We’re a video streaming platform (e.g. FlixNet). A video has separate audio files in different languages and also subtitles for each audio file. We get the subtitles from the vendor as a plain text. Using AI we convert that plain text into JSON. Each items in it represents a time frame (start, end in seconds from the start of the audio file) and the subtitle itself. Here is an example:
“Lorem ipsum dolor sit amet, consectetur adipiscing elit. Nam id
consectetur tellus, a malesuada lacus. Donec dignissim ornare
fringilla. Integer sed lorem vel mi dictum tempus vel et lorem. Sed
aliquam volutpat sem. Cras quam nulla, laoreet vitae leo cursus,
laoreet facilisis sapien.

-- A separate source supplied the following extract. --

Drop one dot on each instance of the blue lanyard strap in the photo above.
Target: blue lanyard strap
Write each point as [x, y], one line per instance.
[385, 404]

Aliquam vitae”
{
"transcription": [
{
"start": 3,
"end": 5,
"text": "Lorem ipsum dolor sit amet,"
},
{
"start": 6,
"end": 7,
"text": "consectetur adipiscing elit."
},
{
"start": 8,
"end": 10,
"text": "Nam id consectetur tellus, a malesuada lacus."
},
{
"start": 15,
"end": 17,
"text": "Donec dignissim ornare fringilla."
},
{
"start": 19,
"end": 22,
"text": "Integer sed lorem vel mi dictum tempus vel et lorem."
},
{
"start": 23,
"end": 24,
"text": "Sed aliquam volutpat sem. Cras quam nulla,"
},
{
"start": 25,
"end": 26,
"text": "laoreet vitae leo cursus, laoreet"
},
{
"start": 29,
"end": 30,
"text": "facilisis sapien. Aliquam vitae"
}
]
}
Time frames have different length and may have gaps when no one is talking. I don’t know the pattern by which AI chops text into JSON.
The issues:
vendor my sends us updated subtitles. For example: changed translation, fixed typos or removed entire paragraph because it’s rasist or 18+.
We’re using PHP 7.2. I need to write some php script that can identify the changes and update the subtitle in the JSON without triggering the AI again, because it costs money and sometimes AI hallucinating.